Thankfully I've never had one get stuck in my mainstem bronchus. An unfortunate patient this week wasn't so lucky.
A 67 yo mentally challenged male was admitted to the ICU this week for respiratory failure. He couldn't provide much history, and the caregivers only reported a fever and that he wasn't feeling well. Chest xray showed a dense left lung consolidation consistent with pneumonia. He was intubated, started on antibiotics, and transferred to the ICU.
Bronchscopy (small scope to look into the lungs) was done and revealed an unexpected surprise - a almond wedged in the left mainstem bronchus!
Here's a look at what normal vocal cords look like. In order to get to the mainstem bronchus, the almond had be swallowed whole and then push right through the vocal cords. Not an easy task! The opening is about the size of an almond - imagine what that would feel like!
Fortunately the almond was able to be easily removed with the bronchoscope and the patient is doing much better.
Now here's where it gets good. The physician sent the almond down to pathology for review. This is standard procedure any time you suck gunk out of the lung, but I've never seen a foreign object sent down when it's identity was already known.
Nonetheless it made the trip down to the basement in its very own little sterile cup.
I have to explain a bit about pathologists before I go on. They are an interesting breed of people. Imagine the type of personality that finds joy in handling dead bodies and microscopic tissue samples. Yum. They are represented by both males and females alike. Then men tend to have beards and thick bifocals at a higher rate than the general population and are generally soft spoken, serious, and deliberate with their words. The women, on the contrary, don't stick out as much and tend to fit in with the general population quite well.
One of my good friends in medical school trained to be a pathologist. While all of us in anatomy lab were generally disgusted by the smell of formaldehyde and dissecting through dead tissue, he couldn't get enough. I remember vividly the time that he got a little too aggressive with the forceps during dissection of the lower back and unintentionally flung a piece of subcutaneous fat across the table into the hair of a future psychiatrist. He kindly apologized, reached up and grabbed the fat out of her hair, and then continued right along with the dissection as if nothing had happened!
Even though I can't understand how they find joy in their work, I am incredibly grateful that they do what they do. They are doctors' doctors. Without them, a majority of diagnoses would never be made. They are essential to good healthcare. And they are incredibly intelligent folks - they have a robust knowledge base and understand pathophysiology of the human body perhaps as good as - if not better - than any physician.
So imagine the scenario this week when the pathologist, sitting at his workbench in the basement of the hospital (why are they always relegated to the basement?), receives the specimen container with the almond in it.
If I were in his shoes, I might think it was a practical joke. I may even think that someone was kind enough to share their trail mix and just pop that crunchy little thing in my mouth and move on to the next specimen. But not the pathologist - to him this is a curiosity that deserves the utmost respect and attention. This is not simply an almond, but perhaps something sinister that only superficially mimics an almond and thus must be examined with all the same scrutiny as a liver biopsy. Here's the official report he rendered:
The specimen consists of a foreign body (almond). It tapered at one end and rounded at the opposite end. The almond measures 1.8 cm length and is up to 1.2 cm in diameter. The almond is light brown but some of the surface is peeled-off and the surface underneath is cream-colored. The specimen is retained in pathology. No sections are submitted.
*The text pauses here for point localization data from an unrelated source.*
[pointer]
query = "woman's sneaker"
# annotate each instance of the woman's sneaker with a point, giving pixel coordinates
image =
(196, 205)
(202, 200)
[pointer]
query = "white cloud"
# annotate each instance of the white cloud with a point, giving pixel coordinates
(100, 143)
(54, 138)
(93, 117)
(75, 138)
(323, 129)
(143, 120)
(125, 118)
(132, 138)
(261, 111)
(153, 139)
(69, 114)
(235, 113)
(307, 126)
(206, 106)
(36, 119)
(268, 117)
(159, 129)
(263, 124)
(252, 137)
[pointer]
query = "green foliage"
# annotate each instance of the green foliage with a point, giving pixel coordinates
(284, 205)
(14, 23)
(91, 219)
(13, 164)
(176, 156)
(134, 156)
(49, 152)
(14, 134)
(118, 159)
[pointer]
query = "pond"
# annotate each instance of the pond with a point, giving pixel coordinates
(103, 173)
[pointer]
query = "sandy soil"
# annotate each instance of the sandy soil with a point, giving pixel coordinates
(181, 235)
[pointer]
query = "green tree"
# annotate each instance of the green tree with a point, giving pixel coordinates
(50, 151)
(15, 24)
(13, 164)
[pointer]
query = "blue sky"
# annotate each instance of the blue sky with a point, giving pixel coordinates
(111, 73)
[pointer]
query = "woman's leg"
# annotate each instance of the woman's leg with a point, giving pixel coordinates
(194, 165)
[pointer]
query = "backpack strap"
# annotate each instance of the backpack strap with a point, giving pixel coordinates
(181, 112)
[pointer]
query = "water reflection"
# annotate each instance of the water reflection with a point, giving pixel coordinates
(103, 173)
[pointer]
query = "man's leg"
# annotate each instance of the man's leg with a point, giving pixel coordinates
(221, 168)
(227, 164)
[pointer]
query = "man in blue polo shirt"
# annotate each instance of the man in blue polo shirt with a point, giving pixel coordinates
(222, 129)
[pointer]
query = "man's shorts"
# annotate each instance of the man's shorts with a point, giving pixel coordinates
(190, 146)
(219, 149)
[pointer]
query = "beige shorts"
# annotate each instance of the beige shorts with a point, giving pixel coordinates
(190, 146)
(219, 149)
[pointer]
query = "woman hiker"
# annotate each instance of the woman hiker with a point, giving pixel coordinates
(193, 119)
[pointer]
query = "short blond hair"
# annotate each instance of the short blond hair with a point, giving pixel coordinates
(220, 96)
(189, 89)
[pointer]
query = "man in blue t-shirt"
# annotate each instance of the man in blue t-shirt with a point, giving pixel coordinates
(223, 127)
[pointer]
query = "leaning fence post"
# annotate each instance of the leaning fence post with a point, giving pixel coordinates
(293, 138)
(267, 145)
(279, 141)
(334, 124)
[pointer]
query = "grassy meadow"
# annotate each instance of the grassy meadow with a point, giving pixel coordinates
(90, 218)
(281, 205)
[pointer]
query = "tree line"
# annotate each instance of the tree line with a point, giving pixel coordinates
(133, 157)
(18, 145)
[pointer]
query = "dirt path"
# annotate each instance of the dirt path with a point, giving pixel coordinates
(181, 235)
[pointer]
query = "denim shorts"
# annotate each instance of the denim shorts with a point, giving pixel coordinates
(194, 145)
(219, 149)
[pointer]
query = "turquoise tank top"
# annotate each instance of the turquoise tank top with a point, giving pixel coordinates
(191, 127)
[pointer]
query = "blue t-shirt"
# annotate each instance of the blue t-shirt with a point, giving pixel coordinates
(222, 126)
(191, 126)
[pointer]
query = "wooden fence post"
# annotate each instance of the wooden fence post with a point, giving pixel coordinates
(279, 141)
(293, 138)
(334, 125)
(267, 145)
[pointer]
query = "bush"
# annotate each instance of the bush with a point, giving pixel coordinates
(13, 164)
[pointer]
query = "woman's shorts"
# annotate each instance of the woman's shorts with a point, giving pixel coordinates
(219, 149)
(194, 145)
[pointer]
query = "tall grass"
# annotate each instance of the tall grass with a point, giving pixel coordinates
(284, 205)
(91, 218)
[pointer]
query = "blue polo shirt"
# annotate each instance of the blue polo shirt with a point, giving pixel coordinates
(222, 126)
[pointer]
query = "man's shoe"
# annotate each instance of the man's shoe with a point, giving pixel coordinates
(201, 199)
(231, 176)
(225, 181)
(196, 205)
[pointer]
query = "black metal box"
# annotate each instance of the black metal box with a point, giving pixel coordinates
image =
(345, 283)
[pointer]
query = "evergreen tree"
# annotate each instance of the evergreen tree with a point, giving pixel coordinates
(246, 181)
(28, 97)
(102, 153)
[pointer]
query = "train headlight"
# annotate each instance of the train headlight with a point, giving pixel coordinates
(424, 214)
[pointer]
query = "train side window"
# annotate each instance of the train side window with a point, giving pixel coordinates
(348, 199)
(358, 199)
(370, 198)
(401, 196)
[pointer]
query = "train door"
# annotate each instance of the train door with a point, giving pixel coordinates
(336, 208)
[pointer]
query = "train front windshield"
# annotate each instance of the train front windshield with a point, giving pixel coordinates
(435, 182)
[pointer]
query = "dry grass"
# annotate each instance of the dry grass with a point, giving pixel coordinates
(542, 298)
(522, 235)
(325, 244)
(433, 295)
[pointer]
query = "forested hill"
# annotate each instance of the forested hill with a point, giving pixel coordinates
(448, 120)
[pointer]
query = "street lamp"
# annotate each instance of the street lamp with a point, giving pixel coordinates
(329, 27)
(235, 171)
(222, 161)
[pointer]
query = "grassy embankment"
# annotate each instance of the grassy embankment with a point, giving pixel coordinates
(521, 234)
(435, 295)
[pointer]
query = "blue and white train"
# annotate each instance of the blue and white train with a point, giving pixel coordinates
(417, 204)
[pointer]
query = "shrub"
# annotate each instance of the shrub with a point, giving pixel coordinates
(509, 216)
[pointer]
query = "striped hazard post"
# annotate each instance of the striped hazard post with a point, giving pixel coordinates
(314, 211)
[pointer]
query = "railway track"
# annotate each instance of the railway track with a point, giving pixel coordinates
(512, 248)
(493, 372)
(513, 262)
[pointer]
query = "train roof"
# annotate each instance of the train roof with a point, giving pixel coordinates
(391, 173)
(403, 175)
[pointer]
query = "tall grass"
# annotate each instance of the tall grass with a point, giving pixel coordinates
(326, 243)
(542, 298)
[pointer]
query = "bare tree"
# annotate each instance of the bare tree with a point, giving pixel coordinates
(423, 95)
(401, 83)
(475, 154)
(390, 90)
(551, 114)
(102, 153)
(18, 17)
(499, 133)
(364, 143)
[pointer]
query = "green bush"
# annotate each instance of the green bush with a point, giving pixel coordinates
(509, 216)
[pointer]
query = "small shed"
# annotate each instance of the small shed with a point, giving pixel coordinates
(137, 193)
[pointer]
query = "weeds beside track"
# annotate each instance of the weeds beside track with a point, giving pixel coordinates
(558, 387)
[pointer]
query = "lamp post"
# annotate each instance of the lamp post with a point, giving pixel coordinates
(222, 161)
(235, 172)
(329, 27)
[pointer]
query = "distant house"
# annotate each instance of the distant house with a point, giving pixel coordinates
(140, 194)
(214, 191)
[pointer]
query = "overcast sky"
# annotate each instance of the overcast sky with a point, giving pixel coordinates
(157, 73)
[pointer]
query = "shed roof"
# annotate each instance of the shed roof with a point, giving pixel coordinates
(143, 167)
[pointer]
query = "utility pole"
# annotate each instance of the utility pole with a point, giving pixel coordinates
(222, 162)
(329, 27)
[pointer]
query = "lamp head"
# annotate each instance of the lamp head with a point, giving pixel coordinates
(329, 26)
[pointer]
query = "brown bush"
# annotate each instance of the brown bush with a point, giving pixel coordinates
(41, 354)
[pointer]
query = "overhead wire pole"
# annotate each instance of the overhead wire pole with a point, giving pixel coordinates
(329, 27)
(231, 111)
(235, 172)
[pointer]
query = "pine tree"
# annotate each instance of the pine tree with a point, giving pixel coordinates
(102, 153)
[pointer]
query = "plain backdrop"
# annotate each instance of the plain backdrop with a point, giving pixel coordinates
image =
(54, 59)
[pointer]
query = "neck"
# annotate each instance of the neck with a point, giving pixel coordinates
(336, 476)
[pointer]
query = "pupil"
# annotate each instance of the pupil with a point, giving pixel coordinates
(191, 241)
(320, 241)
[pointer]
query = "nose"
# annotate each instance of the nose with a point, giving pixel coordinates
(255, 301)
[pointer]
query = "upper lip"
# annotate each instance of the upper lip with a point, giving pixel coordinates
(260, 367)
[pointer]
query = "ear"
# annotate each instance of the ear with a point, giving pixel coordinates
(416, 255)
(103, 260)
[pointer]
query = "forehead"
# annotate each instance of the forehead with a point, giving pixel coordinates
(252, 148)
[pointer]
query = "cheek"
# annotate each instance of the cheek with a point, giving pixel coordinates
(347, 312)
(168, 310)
You would think that a one word description would have sufficed, right? Who doesn't know what an almond is or looks like? I laughed out loud when I read this - it truly made my day.
And why was the specimen retained in pathology? Perhaps we can send it for a DNA PCR test of some sort just to make sure that it's not some macrovirus particle that cleverly morphed itself into the exact shape of an almond in order to evade routine detection by the body's immune system! Or perhaps it will come out later that a serial almond murderer is on the loose, stalking and killing victims one at a time by inconspicuously forcing an almond into his helpless victim's windpipe! This could be the evidence that finally cracks the case (lol my sides are hurting)! I don't even need to watch TV, because we have our own little CSI - Hospital going on each and every day!
It's little things like this that happen every day that keep me entertained. You have to have a sense of humor in medicine to keep you from getting down - especially in internal medicine. We deal with chronic illness - which by definition means that our patients never really get better. How's that for being a doctor and wanting to help people? We manage symptoms and try to prevent further deterioration of your chronic illness, but rarely do we cure anything. So you have to find things to laugh at - whether it be flying back fat or a pathologist's description of an almond - but you have to laugh. And I'll even bet that pathologists giggle once in a while, although I'm pretty sure I don't want to know why because I just ate dinner.